Situated on the western coast, Vancouver is one of the prettiest cities in Canada. Part of the province of British Columbia, Vancouver has a population of around 2.5 million people. However, it is also one of the more expensive cities in terms of house prices in all of North America and the most expensive in Canada.
Vancouver was hit quite hard during the GFC, but unlike most other cities, it has bounced back incredibly since then. Since 2009, the median prices have gone up approximately 35%. This surge has been attributed greatly to international investors such as those from China.
Types of Property
Greater Vancouver’s median detached house price is around $890,000 as of May 2011. You can still buy houses for under $500,000 in areas such as Sunshine Coast and Maple Ridge, but in areas like West Vancouver and Richmond, you will easily pay over $1 million.
Condominiums (Apartments) are significantly cheaper and you can get into the pricier area of West Vancouver for around $600,000 or if that is still too much, you can pay around $250,000 in Port Coquitlam.
(Source: Real Estate Board of Greater Vancouver.)
Just like with most cities that have high property prices, the rental yields in Vancouver are quite low. 4% to 5% would be considered an achievable yield in most of Vancouver. However, you can achieve better yields in other Canadian cities such as Toronto and Montreal.
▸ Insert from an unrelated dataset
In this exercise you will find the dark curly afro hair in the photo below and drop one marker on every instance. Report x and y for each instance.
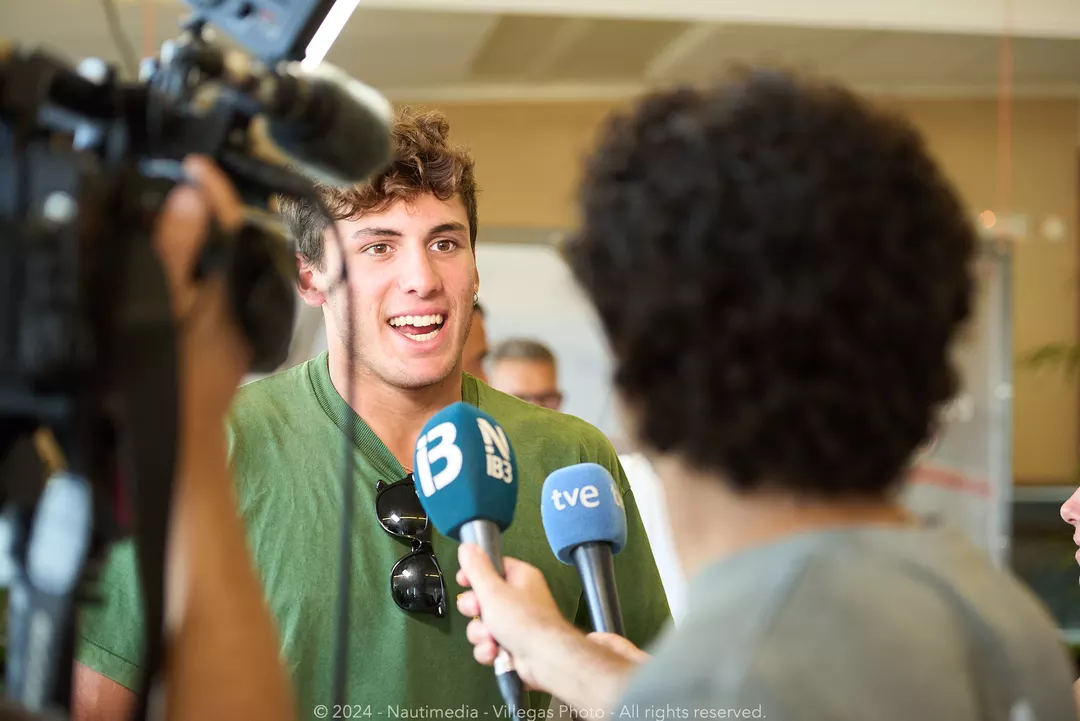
(781, 270)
Just like with all property markets, there are opportunities if you are willing to do your research. Vancouver is a high priced city for housing and it would be wise to stay away from the higher end of the market that is possibly over-inflated at the moment. Stick to the fundamental principles of investing and find an area that is cheaper, with an increasing population and future development to attract people to the area.